Opera-se uma transformação final no "tenro e elegante" Chac Mool - muda de cor numa só noite, é agora amarelo, quase dourado, parecendo indicar se um deus, "por ahora laxo, con las rodillas menos tensas que antes, con la sonrisa más benévola" - que arranca Filiberto de sua desvanescente realidade - "movimento reflejo, rutina, memoria, cartapacio" - para inseri-lo numa outra, a dos deuses que cobram dos homens, com a morte, o culto à vida:

"Y luego, como la tierra que un día tiembla para que recordemos su poder, o como la muerte que un día llegará, recriminando mi olvido de toda la vida, se presenta otra realidad: sabíamos que estaba allí, mostrenca; ahora nos sacude para hacerse viva y presente." (p. 26)

No primeiro contato com esta outra realidade, Filiberto experimenta o terror imanente a todas as culturas que vivem próximas às origens:

"El cuarto olía a horror, a incenso y sangre.
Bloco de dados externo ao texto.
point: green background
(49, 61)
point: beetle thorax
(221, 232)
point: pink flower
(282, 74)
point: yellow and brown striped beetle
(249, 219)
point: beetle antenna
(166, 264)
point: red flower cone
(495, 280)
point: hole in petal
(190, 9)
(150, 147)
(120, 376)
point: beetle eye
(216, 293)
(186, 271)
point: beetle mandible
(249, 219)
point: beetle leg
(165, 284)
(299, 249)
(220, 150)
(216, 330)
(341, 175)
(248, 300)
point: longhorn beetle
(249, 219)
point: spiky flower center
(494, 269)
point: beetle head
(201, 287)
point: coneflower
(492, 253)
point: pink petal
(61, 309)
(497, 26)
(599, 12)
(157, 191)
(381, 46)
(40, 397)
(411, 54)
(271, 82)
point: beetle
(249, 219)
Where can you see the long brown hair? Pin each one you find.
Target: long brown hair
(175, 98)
Con la mirada negra, recorrí la recámara, hasta detenerme en dos orifícios de luz parpadeante, en dos flámulas crueles y amarillas.
"Casi sin aliento, encendí la luz.
"Allí estaba Chac Mool, erguido, sonriente, ocre, con su barriga encarnada. Me paralizaban los dos ojillos, casi bizcos, muy pegados al caballete de la nariz triangular. Los dientes inferiores mordían el lábio superior, inmóviles; sólo el brillo del casquetón cuadrado sobre la cabeza anormalmente voluminosa, delataba vida. Chac Mool avanzó hacia mi cama; entonces empezó a llover." (p. 26)
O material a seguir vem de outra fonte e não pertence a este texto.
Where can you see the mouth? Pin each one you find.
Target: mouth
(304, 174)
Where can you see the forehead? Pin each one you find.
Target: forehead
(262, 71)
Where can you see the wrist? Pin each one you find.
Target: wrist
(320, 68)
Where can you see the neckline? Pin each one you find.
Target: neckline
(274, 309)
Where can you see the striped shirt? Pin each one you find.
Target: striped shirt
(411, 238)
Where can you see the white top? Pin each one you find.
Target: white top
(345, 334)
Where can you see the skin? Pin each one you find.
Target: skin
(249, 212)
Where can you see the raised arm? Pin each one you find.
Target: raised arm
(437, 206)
O dilatado lapso temporal decorrido entre os últimos acontecimentos e as anotações seguintes é preenchido pelo comentário do colega de Filiberto, que relembra o fato de este ter sido despedido da Secretaria, em fins de agosto, "con una recriminación pública del Director y rumores de locura y hasta de robo". Embora sem saber que explicações dar a si próprio sobre esse estranho comportamento, recusa-se a acreditar nas acusações. Sim, tinha visto alguns "ofícios descabelados" nos quais Filiberto perguntava "al Oficial Mayor si el agua podia olerse" ou então oferecia "sus servicios al Secretario de Recursos Hidráulicos para hacer llover en el desierto", mas havia procurado sempre uma resposta racional:

"[...] pensé que las lluvias, excepcionalmente fuertes, de ese verano, habían enervado a mi amigo. O que alguna depresión moral debía producir la vida en aquel caserón antiguo, con la mitad de los cuartos bajo llave y empolvados, sin criados ni vida de familia". (p. 26-27)
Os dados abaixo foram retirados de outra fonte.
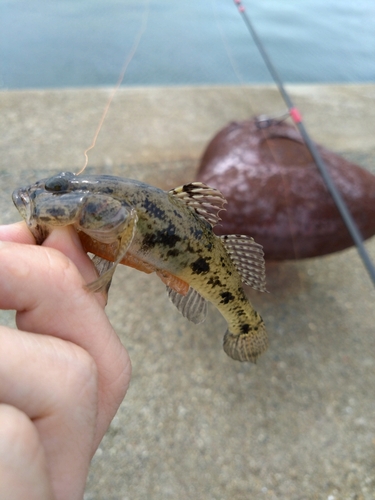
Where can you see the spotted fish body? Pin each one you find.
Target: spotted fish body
(166, 232)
Com a "convivência", Filiberto descobre que Chac Mool, apesar de seu aspecto onipotente e aterrador, "puede ser simpático cuando quiere". Há nele, porém, algo de caricatural:

"[...] Sabe historias fantásticas sobre los monzones, las lluvias ecuatoriales y el castigo de los desiertos; cada planta arranca de su paternidade mítica: el sauce es su hija descarriada; los lotos, sus niños mimados; su suegra, el cacto. Lo que no puedo tolerar es el olor, extra-humano, que emana de esa carne que no lo es, de las sandalias flamantes de vejez. Con risa estridente, Chac Mool revela como fue descubierto por Le Plongeon y puesto fisicamente en contacto de hombres de otros símbolos. Su espíritu ha vivido en el cántaro y en la tempestad, naturalmente; otra cosa es su piedra, y haberla arrancado del escondite maya en el que yacía es artificial y cruel. Creo que Chac Mool nunca lo perdonará. El sabe de la inminencia del hecho estético." (p. 27)


Tláloc
Réplica, produzida no mundo contemporâneo, de um deus oriundo de uma civilização dominada,[14] o Chac Mool de Filiberto é triplamente aculturado. Parece querer recuperar sua hegemonia ao exigir de Filiberto "sapolio para que se lave el vientre que el mercader, al creerlo azteca, le untó de salsa ketchup" e reage, contrariado, à pergunta sobre seu parentesco com Tláloc, a divindade asteca da chuva. Pouco a pouco, vai se apoderando do espaço de Filiberto: "Los primeiros días, bajó a dormir al sótano; desde ayer, lo hace en mi cama". No entanto, opostamente ao deus maia original, seu poder revela-se limitado. Com o início da temporada seca, desespera-se:

"Ayer, desde la sala donde ahora duermo, comencé a oír los mismos lamentos roncos del principio, seguidos de ruídos terribles. Subí, entreabrí la puerta de la recámara: Chac Mool estaba rompiendo las lámparas, los muebles; al verme, salió hacia la puerta con las manos arañadas, y apenas pude cerrar e irme a esconder al baño. Luego bajó, jadeante, y pidió agua; todo el día tiene corriendo los grifos, no queda un centímetro seco en la casa. Tengo que dormir muy abrigado, y le he pedido que no empape más la sala." (p. 27-28)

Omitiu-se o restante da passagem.